Some numbers on our NIPS demo
So here are is a bit of background information on the data processing we’re doing for our NIPS demo. We’re currently reanalyzing the retweet trends for all of 2010. We cannot afford the firehose (but really, who can?), but the normal stream API gives more than enough data. It seems to be capped by about 50 tweets per second, but this still gives about 4.3 million tweets per day. The sampling seems to be quite reliable as well, meaning that we get a pretty representative sampling capturing all the important trends.
For the analysis, we’re keeping a “hot” set of the 300000 most active retweets in memory. From that we also compute trends for user mentions, hashtags, links, and our TWIMPACT impact score. We also keep graph data of which user has retweeted whom and which user has retweeted which tweet. We’re bounding the number of edges in those graphs as well by continuously discarding old links, resulting in about 550000 edges in the user-retweets-user graph, and about 15 million edges in the user-retweets-tweet graph.
All this data can be kept in about 6-8GB of memory. We’re periodically writing snapshots of the data every 8 “data hours” to disk in a custom format including indices which allows for quick access even without loading the snapshot into memory, with every file being about 1.5GB in size.
So from January to November, we have about 335 days. So far we’ve analyzed about 1.3 billion tweets with a stable rate of about 2000 tweets per second, without any serious attempt at multithreading. In the end, we expect to bring about 1.5TB of pre-analyzed data to NIPS which you can then explore at the demo.
Some insights from hunting for memory leaks
One of the main design decisions with our current approach to analyzing retweet activity on Twitter data is to keep all the “hot” data in memory while simultaneously bounding the amount of data we are willing to keep. This makes sense as only a tiny fraction of tweets are retweeted more than once at all, and you somehow have to bound the amount of “live” data to ensure that your performance is stable.
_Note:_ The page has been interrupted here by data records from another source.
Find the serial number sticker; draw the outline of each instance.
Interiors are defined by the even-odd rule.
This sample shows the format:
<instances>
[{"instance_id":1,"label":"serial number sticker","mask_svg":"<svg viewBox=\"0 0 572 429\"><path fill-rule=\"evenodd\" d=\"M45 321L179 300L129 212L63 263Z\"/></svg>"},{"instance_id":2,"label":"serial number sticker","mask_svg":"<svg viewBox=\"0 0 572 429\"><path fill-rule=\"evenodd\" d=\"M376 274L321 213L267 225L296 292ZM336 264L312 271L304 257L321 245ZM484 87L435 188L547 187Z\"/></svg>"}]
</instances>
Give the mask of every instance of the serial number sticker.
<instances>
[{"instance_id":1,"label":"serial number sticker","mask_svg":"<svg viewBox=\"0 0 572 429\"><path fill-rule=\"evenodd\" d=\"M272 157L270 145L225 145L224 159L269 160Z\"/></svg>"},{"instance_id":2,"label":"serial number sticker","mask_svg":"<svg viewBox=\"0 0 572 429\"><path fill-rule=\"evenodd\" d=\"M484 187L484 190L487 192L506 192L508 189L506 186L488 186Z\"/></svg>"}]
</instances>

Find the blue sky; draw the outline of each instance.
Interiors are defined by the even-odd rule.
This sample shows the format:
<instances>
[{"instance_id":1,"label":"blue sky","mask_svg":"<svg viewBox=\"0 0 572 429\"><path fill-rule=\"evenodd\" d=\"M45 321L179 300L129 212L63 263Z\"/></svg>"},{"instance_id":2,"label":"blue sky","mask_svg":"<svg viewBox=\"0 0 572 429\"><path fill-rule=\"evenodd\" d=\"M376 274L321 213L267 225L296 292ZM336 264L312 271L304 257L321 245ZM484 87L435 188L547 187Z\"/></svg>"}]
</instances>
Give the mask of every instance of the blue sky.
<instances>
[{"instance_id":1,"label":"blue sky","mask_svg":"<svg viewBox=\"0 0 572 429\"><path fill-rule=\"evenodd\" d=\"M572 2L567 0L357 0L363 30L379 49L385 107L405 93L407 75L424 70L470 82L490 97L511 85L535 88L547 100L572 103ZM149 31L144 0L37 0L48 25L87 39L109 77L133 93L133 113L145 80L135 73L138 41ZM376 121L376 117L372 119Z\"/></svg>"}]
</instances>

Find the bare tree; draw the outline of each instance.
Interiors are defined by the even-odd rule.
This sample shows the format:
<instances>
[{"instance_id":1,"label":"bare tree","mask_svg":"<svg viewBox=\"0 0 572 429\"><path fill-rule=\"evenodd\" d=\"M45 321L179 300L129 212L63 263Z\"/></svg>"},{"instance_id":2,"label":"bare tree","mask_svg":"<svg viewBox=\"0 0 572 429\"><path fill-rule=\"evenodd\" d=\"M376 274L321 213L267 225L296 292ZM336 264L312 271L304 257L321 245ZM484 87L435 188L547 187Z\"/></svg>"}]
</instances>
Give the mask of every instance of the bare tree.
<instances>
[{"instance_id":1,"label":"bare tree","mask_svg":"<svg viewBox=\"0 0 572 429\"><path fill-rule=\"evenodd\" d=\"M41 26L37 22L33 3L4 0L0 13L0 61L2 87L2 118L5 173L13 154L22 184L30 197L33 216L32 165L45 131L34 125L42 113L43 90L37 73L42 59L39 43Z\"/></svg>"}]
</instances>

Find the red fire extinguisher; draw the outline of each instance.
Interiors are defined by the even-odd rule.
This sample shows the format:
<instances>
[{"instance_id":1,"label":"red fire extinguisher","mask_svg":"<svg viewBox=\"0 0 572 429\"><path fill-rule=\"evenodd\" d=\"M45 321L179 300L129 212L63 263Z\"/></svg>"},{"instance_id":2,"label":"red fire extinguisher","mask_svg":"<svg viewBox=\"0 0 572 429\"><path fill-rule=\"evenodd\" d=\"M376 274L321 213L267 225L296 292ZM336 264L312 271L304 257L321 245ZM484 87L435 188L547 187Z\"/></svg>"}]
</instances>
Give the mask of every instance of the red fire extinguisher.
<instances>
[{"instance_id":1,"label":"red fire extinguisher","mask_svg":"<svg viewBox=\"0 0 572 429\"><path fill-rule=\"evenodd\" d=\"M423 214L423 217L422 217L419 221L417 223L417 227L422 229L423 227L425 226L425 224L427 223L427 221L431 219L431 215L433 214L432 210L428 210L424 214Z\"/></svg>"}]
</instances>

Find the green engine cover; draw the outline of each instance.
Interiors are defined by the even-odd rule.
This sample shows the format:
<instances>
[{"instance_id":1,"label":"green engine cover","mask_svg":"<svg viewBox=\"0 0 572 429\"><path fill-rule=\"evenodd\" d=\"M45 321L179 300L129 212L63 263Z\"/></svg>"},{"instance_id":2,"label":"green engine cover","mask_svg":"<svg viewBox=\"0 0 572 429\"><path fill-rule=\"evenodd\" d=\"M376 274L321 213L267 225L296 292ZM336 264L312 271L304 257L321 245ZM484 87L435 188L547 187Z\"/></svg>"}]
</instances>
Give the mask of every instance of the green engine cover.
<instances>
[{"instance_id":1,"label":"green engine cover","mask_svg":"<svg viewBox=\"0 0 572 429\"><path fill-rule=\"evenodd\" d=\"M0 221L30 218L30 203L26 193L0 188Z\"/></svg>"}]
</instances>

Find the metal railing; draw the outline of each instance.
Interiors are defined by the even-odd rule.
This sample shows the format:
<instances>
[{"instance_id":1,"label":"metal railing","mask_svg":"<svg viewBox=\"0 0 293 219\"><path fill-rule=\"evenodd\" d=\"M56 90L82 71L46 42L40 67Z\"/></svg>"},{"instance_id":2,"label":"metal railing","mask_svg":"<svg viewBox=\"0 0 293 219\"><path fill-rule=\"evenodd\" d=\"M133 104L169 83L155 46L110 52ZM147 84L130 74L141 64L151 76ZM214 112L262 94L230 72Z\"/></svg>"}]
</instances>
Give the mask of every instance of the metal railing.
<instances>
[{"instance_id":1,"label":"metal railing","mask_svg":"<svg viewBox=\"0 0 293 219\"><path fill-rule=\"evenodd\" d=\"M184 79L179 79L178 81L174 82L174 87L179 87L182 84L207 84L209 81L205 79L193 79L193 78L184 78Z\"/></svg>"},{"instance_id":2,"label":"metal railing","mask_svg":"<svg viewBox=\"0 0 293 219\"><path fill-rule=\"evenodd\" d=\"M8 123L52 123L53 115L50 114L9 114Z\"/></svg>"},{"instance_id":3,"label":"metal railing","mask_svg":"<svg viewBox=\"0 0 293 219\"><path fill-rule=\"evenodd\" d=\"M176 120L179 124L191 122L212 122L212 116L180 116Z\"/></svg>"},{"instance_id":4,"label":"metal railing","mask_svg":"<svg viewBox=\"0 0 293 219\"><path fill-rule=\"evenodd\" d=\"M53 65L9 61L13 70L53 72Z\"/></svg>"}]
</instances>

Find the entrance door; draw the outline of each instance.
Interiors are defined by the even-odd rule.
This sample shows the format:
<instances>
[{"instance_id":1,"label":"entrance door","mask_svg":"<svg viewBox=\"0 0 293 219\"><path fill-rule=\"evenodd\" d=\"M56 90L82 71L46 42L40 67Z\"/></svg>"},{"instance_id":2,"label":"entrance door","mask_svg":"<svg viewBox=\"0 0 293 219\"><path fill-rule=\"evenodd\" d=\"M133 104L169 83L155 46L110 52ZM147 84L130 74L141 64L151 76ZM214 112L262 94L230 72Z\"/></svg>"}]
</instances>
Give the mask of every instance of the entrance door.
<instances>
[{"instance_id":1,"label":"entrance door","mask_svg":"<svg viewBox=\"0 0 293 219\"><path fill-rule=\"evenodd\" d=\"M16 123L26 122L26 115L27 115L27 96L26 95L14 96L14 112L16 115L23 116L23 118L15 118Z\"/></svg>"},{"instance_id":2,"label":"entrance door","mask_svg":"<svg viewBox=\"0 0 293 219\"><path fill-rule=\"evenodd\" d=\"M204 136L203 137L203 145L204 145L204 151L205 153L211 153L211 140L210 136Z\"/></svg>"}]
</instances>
Now while re-analyzing the data for this years NIPS demo, we observed that memory was gradually filling up after a few weeks of analyzed data. So we went in to have a closer look.
The first thing we saw was that we had a lot of the original JSON strings in memory, while we’re often only referring to a small substring of the strings (let’s say the name of a user somewhere in a tweet). It turns out that the main reason for this is that Java tries to be clever with substrings (and also matches with regexs) and implements them as a restricted view of the original string, without copying the data. Which is fine in terms of speed most of the time, but a problem when you’re extracting only small bits of the data and actually want to discard the rest of the data after you’re done. The solution is simple, luckily, and consists in calling “new String()” for substrings which actually copies the data.
This alone reduced the pressure on memory significantly.
Eventually we figured out that there was one data structure whose growth was not explicitly bounded, the graph of users who have retweeted a tweet. The graph was implicitly bounded as eventually retweets would be removed if they have become old enough, but since some retweets have been retweeted more than one hundred thousand times (and I have no idea what it means since it’s in Indonesian), there were more than twenty million edges in that graph.
So finally we came up with a strategy which continuously aged edges in the graph to bound the overall growth to fifteen million edges, and now, finally, everything is running as stable as we want it to be with about 10-15GB of live data.
Three weeks to go for our NIPS demo
We’re preparing a reanalysis of all of our data from 2011 to bring to Granada. The reanalysis works in two phases: First retweets are analyzed sequentially for the whole year. This cannot be parallelized well as you need to know what happened so far to match retweets correctly (we’re also matching retweets which are not generated by Twitter but by people using the “RT” convention). In a second sweep, we will post-analyze the data to compute trends for links, hashtags, etc.
Current status: We’re about half way through of 2011 with the pre-analysis and have prepared the post-analysis.
We have been accepted for the Demonstration track at NIPS 2011. We plan to do a real-time demo as well as bringing a whole year worth of history with us so that you can go back in time and relive the key events of last year on twitter.
Looking forward to see you in Granada!